Group of Traders Mismarked FX Options
The traders have allegedly mismarked several emerging market currency trades. Four of them, who are based in New York and London, are leaving the firm for sure.
The sources chose to remain anonymous as the details of the incident are private. Elsewhere, Morgan Stanley representative Tom Walton declined to comment.
The accused forex traders include London-based Scott Eisner and Rodrigo Jolig along with Thiago Melzer and Mitchell Nadel, who are based in New York. None of them responded to Bloomberg’s requests for comment. Some of them are leaving Morgan, the sources said.
Melzer managed the forex derivatives and headed the G10 and Emerging Markets – Americas trading. Nadel was responsible for macro trading in the Americas markets, including rates and currencies, while Eisner run orders for the Central and Eastern Europe, the Middle East, and Africa currency book (CEEMEA).
For those unfamiliar, mismarking is about placing values on securities, which in reality worth less or more than that. Morgan Stanley’s probe revolves around currency options, which are derivatives that give traders the right to buy or sell an underlying currency at a predetermined price and date.
The scheme run by the group of currency traders at Morgan was meant to make investors think that the bank’s emerging-market forex business was performing better than elsewhere. In reality, the so-called mismarking cost Morgan Stanley up to $140 million.
Low Volatility Hit Morgan Stanley’s FX Options Desk
The currency options desk of Morgan Stanley hasn’t brought many profits as the unit struggled with low volatility in the foreign exchange market. For speculators who trade options or other derivatives, volatility is the key driver. The JPMorgan Global FX volatility index was trading at the lowest level in five years.
One source said that Morgan Stanley booked a part of the losses in the third quarter. The banking giant said in its third-quarter report that the overall fixed-income trading revenue rose 21% on the quarter, which was “partially offset by a decline in foreign exchange.”
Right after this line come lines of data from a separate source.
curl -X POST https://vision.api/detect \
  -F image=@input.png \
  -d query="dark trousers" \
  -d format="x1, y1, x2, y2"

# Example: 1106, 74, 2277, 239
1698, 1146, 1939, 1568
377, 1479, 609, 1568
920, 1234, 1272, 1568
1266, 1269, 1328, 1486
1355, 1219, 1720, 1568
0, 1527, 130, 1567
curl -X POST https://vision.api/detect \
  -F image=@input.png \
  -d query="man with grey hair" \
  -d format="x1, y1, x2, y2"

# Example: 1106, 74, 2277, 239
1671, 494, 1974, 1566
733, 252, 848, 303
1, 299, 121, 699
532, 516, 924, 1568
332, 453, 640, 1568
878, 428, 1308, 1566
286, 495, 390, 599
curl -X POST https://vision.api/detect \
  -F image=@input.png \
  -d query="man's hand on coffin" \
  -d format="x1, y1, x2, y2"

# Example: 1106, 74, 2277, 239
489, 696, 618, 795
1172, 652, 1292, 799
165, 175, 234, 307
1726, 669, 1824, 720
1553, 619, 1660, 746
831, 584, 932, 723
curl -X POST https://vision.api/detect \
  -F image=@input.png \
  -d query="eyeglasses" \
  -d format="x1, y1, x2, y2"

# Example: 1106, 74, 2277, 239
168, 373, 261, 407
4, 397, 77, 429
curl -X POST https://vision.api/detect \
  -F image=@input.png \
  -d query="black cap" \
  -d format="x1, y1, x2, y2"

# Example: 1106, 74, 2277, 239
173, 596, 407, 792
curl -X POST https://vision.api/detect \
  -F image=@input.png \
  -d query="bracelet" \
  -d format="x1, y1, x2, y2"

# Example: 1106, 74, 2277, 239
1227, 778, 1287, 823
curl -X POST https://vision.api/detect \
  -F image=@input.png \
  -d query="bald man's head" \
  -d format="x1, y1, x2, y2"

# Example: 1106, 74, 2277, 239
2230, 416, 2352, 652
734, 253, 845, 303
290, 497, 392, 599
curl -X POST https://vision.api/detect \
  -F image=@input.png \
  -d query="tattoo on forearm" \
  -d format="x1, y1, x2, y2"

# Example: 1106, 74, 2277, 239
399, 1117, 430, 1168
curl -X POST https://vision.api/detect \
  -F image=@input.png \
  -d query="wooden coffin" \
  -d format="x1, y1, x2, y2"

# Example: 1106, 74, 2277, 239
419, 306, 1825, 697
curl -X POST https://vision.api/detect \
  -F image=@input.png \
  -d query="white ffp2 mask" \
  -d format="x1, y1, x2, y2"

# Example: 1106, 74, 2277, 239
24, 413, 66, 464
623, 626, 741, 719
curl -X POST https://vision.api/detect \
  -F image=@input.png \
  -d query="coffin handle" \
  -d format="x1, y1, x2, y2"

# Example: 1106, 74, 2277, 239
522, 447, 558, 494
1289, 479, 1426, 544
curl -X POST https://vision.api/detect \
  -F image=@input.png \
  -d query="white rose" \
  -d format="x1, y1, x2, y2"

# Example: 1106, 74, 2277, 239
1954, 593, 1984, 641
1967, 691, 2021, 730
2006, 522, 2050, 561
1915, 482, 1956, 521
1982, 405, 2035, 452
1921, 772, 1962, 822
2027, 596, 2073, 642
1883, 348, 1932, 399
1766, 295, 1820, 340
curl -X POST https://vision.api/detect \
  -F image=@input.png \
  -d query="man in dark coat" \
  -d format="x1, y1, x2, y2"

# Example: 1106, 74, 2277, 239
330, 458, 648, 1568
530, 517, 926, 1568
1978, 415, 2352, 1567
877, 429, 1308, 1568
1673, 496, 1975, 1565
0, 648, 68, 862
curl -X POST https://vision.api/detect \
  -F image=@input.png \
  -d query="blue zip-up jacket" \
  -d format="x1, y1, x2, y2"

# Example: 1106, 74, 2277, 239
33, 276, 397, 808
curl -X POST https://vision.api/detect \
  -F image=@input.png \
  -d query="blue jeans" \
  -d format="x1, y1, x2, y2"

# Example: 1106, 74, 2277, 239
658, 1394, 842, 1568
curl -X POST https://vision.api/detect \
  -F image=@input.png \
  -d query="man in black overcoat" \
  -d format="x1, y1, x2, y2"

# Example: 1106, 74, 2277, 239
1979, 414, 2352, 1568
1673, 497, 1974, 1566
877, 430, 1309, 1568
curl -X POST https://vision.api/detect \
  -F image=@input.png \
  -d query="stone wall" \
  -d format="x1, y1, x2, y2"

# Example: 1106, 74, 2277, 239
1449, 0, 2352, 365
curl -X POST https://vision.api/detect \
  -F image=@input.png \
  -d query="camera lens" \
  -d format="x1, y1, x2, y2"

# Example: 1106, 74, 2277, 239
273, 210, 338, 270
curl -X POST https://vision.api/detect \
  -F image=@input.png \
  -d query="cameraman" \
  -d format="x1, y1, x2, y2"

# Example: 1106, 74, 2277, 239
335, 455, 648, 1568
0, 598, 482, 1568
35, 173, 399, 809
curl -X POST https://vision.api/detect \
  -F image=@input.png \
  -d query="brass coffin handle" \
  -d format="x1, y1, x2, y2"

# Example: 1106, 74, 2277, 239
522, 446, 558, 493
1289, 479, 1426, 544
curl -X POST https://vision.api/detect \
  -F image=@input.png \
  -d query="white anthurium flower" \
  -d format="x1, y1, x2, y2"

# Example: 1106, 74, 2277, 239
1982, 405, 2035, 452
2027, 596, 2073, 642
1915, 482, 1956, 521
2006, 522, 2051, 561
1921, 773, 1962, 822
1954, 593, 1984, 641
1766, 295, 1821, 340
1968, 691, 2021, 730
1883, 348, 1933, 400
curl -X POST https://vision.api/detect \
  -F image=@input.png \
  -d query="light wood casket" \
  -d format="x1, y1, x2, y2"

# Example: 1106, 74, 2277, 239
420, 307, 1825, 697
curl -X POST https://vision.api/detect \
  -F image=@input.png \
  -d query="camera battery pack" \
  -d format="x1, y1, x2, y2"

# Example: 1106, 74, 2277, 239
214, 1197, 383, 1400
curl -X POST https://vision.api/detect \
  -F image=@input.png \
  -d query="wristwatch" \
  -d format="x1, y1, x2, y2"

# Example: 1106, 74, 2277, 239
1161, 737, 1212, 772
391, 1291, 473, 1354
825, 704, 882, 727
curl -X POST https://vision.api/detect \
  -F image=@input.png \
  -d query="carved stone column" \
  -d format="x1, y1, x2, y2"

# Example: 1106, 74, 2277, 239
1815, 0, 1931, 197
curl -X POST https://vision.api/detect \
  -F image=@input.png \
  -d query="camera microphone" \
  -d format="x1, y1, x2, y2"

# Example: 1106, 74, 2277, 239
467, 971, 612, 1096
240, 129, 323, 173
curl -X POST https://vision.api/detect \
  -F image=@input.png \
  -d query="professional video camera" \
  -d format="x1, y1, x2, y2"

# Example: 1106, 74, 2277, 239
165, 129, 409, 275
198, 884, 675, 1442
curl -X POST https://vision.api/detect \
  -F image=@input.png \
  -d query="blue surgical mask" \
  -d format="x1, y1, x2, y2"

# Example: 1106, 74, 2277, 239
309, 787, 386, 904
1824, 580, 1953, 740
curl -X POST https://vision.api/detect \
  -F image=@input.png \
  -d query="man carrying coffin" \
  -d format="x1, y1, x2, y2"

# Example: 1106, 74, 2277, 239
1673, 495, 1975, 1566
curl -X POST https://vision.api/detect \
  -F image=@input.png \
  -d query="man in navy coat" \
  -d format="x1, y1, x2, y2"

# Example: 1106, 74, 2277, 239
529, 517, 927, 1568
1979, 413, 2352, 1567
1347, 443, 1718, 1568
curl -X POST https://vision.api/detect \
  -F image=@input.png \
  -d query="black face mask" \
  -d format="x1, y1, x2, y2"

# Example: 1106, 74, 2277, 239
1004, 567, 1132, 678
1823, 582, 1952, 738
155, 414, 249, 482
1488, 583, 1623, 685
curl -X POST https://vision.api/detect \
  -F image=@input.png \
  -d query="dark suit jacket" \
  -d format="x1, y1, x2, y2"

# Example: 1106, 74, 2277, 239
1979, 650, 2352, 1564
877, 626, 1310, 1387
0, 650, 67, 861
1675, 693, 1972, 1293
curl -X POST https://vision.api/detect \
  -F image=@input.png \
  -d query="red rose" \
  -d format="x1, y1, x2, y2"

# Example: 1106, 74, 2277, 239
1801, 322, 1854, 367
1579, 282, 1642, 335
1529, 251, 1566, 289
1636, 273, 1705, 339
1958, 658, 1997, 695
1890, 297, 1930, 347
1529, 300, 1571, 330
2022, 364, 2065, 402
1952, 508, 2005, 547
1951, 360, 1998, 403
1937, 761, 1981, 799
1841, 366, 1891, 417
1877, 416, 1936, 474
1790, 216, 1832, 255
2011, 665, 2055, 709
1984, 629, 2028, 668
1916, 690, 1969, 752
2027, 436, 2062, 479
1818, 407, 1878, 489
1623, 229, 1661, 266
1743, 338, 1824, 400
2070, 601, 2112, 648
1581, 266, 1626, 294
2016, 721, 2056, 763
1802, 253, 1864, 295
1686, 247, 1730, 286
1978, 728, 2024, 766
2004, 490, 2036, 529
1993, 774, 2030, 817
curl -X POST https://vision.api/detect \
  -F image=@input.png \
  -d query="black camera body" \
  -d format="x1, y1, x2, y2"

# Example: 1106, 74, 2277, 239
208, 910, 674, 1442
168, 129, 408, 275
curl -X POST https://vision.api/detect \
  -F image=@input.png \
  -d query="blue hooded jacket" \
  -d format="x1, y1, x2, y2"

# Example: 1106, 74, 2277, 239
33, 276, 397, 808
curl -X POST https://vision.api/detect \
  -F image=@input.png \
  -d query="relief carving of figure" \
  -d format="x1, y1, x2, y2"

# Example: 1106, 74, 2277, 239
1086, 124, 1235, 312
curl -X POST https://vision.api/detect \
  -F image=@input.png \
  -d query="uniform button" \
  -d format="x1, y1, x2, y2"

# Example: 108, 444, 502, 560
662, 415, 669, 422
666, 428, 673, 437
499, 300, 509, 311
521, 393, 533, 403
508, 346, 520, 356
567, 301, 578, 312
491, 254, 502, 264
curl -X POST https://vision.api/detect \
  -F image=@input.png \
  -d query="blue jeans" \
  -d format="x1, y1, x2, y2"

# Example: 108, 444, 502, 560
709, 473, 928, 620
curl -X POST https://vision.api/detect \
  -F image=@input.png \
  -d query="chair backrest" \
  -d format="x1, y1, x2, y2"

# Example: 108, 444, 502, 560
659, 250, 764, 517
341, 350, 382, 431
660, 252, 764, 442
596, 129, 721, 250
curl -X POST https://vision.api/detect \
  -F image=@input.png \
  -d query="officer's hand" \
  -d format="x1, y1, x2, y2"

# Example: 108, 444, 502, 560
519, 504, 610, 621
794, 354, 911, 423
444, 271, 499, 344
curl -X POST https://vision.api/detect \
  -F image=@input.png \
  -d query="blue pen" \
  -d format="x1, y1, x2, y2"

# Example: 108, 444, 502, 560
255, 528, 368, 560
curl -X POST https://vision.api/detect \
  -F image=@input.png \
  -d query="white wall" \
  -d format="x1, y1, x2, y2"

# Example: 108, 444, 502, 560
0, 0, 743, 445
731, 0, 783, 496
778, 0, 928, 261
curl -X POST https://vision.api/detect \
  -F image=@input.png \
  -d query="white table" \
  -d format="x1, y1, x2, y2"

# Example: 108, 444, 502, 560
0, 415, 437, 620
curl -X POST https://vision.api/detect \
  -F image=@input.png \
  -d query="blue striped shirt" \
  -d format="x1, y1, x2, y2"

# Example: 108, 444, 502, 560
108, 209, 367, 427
Angela Gallo, a finance lecturer at Cass Business School, said that Morgan Stanley’s probe showed:
The amount of effort still needed in these large organizations to reduce episodes of misconduct. The frequency of misconduct cases in the US and Europe in recent years speaks very loudly that more fundamental changes are required.
Gallo also hinted at Citigroup, whose UK business was fined 44 million pounds, which is the largest fine by the Bank of England’s Prudential Regulation Authority.